The apologies have begun after all six Premier League clubs announced their withdrawal from the hugely controversial European Super League on a dramatic night.
Tottenham chairman Daniel Levy said the club “regret the anxiety and upset caused by the proposal” while Arsenal apologised for their “mistake” in signing up for the venture.
Liverpool principal owner John W Henry took full responsibility for the “disruption” caused by the project in a video message to supporters.
“I want to apologise to all the fans and supporters of Liverpool Football Club for the disruption I caused over the last 48 hours,” Henry said.
“It goes without saying but should be said, the project put forward was never going to stand without the support of the fans.
“No-one ever thought differently in England. Over these 48 hours you were very clear that it would not stand. We heard you. I heard you.”
Manchester United, Manchester City and Chelsea were a little more prosaic in confirming they were pulling out of the breakaway league with short statements, but the fallout is unlikely to end there.
Ed Woodward announced he will step down as United executive vice-chairman by the end of 2021, while Gary Neville and Jamie Carragher called for changes at the top at the Red Devils and Liverpool, the teams they respectively support.
It is understood Tottenham fans are planning to go ahead with a protest against the club’s owners on Wednesday afternoon, while the Chelsea Supporters Trust has called for Chelsea chairman Bruce Buck and chief executive Guy Laurence to go.
The English ‘Big Six’ had agreed to join the new league alongside Real Madrid, Barcelona, Atletico Madrid, Juventus, and the two Milan clubs.
But following Monday night’s drama the proposed league – which was due to have 15 permanent members with five others qualifying each season – lies in tatters.
In a statement early on Wednesday, the Super League said it was considering “appropriate steps to reshape the project” but when asked by Reuters on Wednesday morning if the league could continue, Juventus chairman Andrea Agnelli – a Super League vice-chairman – said: “To be frank and honest no, evidently that is not the case.”
Atletico and Inter became the seventh and eighth sides respectively to officially withdraw when they issued statements on Wednesday morning, closely followed by AC Milan, who nevertheless defiantly claimed “change is not always easy, but evolution is necessary for progress”.
Juventus soon released a statement in which they admitted there were “limited possibilities” for the Super League to proceed in its original format, without explicitly confirming their intention to withdraw.
UEFA president Aleksander Ceferin welcomed the withdrawal of the English clubs from the planned breakaway league.
“I said yesterday that it is admirable to admit a mistake and these clubs made a big mistake,” he said. “But they are back in the fold now and I know they have a lot to offer not just to our competitions but to the whole of the European game.
“The important thing now is that we move on, rebuild the unity that the game enjoyed before this and move forward together.”
While senior figures at the six clubs involved have difficult questions to answer, fans, players, managers and pundits alike were celebrating an important victory.
Prime Minister Boris Johnson hailed the announcements of the English clubs’ withdrawals as “the right result”.
Johnson tweeted: “I welcome last night’s announcement.
“This is the right result for football fans, clubs, and communities across the country.

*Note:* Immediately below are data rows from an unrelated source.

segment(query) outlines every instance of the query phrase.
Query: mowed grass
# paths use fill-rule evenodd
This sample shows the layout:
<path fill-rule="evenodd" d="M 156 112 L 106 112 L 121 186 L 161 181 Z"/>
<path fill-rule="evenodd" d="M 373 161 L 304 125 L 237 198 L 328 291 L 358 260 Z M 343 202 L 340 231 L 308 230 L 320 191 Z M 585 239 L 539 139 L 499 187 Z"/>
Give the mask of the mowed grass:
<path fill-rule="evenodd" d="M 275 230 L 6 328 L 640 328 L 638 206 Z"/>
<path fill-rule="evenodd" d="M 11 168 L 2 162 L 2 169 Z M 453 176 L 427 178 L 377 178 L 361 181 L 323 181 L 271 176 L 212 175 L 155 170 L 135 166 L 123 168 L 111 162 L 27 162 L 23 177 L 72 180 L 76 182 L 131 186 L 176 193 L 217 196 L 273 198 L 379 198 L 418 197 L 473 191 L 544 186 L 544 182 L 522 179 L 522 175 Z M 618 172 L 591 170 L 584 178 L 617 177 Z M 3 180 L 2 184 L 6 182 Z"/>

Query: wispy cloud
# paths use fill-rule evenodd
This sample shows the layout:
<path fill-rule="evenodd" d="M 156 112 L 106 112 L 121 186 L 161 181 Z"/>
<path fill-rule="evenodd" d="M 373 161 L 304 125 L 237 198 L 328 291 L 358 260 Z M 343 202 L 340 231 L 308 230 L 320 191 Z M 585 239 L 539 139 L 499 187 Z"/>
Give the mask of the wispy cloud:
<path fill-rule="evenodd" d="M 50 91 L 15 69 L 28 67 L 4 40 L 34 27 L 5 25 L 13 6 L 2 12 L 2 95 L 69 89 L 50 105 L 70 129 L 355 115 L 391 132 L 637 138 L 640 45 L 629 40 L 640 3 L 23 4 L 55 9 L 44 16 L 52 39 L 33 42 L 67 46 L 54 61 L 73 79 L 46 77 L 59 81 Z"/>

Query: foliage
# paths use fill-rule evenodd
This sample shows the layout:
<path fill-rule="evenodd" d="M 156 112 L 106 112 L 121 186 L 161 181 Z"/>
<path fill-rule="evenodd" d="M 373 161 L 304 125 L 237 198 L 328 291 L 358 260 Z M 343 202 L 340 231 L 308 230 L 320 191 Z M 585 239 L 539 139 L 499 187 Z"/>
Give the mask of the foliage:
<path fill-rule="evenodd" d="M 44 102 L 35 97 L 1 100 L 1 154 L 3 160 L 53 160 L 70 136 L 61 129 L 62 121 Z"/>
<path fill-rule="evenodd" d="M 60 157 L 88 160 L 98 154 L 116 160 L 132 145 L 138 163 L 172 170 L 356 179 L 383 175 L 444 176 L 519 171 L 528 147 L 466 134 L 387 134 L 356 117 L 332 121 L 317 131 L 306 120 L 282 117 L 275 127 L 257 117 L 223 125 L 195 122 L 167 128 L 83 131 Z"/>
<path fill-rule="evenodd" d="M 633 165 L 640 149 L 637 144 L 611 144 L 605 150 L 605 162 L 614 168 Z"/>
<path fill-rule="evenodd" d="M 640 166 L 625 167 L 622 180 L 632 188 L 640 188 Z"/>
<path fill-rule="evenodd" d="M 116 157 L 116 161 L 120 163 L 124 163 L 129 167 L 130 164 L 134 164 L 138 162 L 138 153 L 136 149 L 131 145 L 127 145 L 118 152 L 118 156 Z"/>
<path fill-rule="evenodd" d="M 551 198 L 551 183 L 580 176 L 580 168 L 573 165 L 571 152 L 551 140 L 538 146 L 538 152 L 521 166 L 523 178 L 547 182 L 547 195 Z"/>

We must continue to protect our cherished national game.”
Neville said on Sky Sports: “It’s absolutely incredible. There was large concern yesterday morning as a Manchester United fan thinking Joel Glazer put his name on a statement – you thought it’s going to be difficult to back down.
“But City have enacted withdrawal proceedings and Chelsea are doing the same. It’s gone, done!”
Carragher, like Neville an outspoken critic of the Super League, tweeted a picture of a headstone engraved with the inscription “European Super League, born April 18, 2021, died April 20, 2021.”
Carragher claimed the comments of Liverpool boss Jurgen Klopp, midfielder James Milner and Leeds striker Patrick Bamford after Monday night’s match helped swing the balance.
“I just think the reaction of everybody, Jurgen Klopp coming out last night, James Milner and Patrick Bamford,” he told Sky Sports on Tuesday evening.
“Yesterday afternoon I was fearful. It was really serious, it felt like there was no fight, that the ship had sailed.
“But after the game I felt re-energised and was confident this would be over after those players came out. That gave me a huge lift. I said as soon as one goes that’s the end of it, and it’s finished.”
Liverpool captain Jordan Henderson led the backlash within the club with a tweet which read: “We don’t like it and we don’t want it to happen. This is our collective position.
“Our commitment to this football club and its supporters is absolute and unconditional. You’ll never walk alone.”
Carragher says club owners Fenway Sports Group should no longer continue at the helm.
“Klopp threw the owners under the bus, the captain has, Kenny Dalglish has,” he added.
“I don’t know what they are hanging on for. I don’t see a future for the ownership on the back of this.”